Posted By Patrick Hagen On 7. September 2010 In Archiv 2006-2012 | No Comments | Drucken

Institute wollen mehr Sicherheiten für Vorfinanzierung von Frachtern ·Geschlossene Fonds verlieren an Bedeutung

Von Patrick Hagen, Hamburg

Banken sind Experten zufolge nicht länger bereit, bei der Schiffsfinanzierung in Vorleistung zu gehen. In Zukunft werden die Banken derartige Vorfinanzierungen nicht mehr leisten, sagte Klaus Stoltenberg, Leiter Schiffs- und Flugzeugfinanzierung der Nord/LB, gestern auf dem Ship Finance Forum der FTD und der Messe Hamburg. „Bei neuen Bestellungen wollen die Banken zuerst das Eigenkapital sehen“, sagte er. Auch bei vermieteten Schiffen wollten die Institute zusätzliche Sicherheiten wie den direkten Zugriff auf Charterzahlungen, um sich gegen Schieflagen von Fonds und Reedereien besser abzusichern.

Deswegen erwarten Branchenvertreter, dass das deutsche System der Schiffsfinanzierung über geschlossene Fonds stark an Bedeutung verlieren wird. „Das System wird fortbestehen, aber auf einer deutlich kleineren Grundlage“, sagte Frank Bergert von E.R. Capital, der Holdinggesellschaft des Hamburger Reeders Erck Rickmers.

Vor allem Privatanleger haben einen Großteil der bislang von Reedern bestellten Schiffe über Schiffsfonds finanziert. Die Investoren stellten das Eigenkapital von 30 bis 50 Prozent des Projektwerts zur Verfügung, der Rest kam von Banken per Schiffshypothek. Das System hat Deutschland zu einem führenden Schifffahrtsstandort gemacht. Diese Entwicklung hatte die pauschale Tonnagesteuer begünstigt, die Anlegern steuerfreie Ausschüttungen garantiert und den Vertrieb der Fonds erleichtert hatte.

Da das Eigenkapital für den Schiffskauf üblicherweise erst nach der Bestellung des Frachters eingesammelt wurde, finanzierten Banken es vor. Dafür erhielten sie im Gegenzug Garantien von den Emissionshäuser, die die Fonds auflegten. Dieses System entging in der Finanzkrise nur knapp dem Kollaps: Die Anleger traten in einen Käuferstreik, zugleich konnten viele Emissionshäuser ihre Garantien nicht mehr erfüllen, und Banken mussten zur Rettung einspringen. Auf diesem Wege wurden etwa die Commerzbank und die HSH Nordbank zu unfreiwilligen Anteilseignern des Fondshauses HCI Capital.

Schiffsfonds finanzieren Schiffe für Charterreedereien, die diese an die großen Linien vermieten, die dann schließlich den Transport der Ware organisieren.

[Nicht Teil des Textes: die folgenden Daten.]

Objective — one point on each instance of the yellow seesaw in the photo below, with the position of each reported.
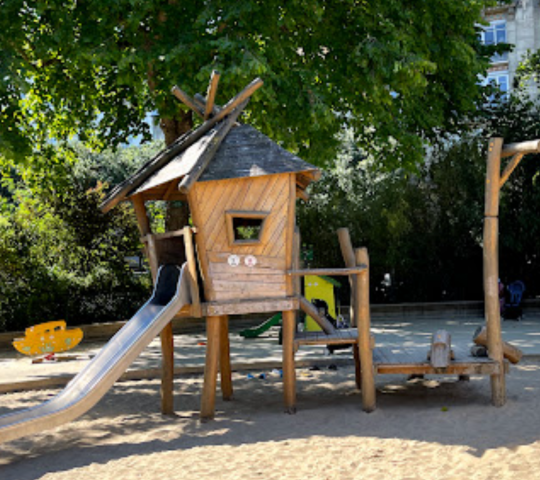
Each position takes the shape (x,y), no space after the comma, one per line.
(46,338)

Bedienen Fonds oder Reeder ihre Kredite nicht, wollen die Banken künftig direkt an die Chartereinnahmen – ein Novum. „Gewöhnlich haben Banken keinen direkten Zugriff“, sagte Stoltenberg von der Nord/LB.

Weil die Vorfinanzierung der Banken wegfällt, muss sich das System massiv ändern. „Das Eigenkapital muss zuerst da sein“, sagte Tobias König, Geschäftsführer des Emissionshauses König & Cie. Eine Möglichkeit dafür seien Blind Pools, bei denen zuerst das Eigenkapital gesammelt wird, ohne dass der Anleger weiß, für welches Schiff das Geld verwendet wird. Auch Zwischenmodelle seien denkbar, in denen ein Fondshaus eine Anzahl vorher definierter Bestellungen bei bestimmten Werften finanziert, sich aber nicht festlegt, wie viele Schiffe und welche genau bestellt werden, so König weiter.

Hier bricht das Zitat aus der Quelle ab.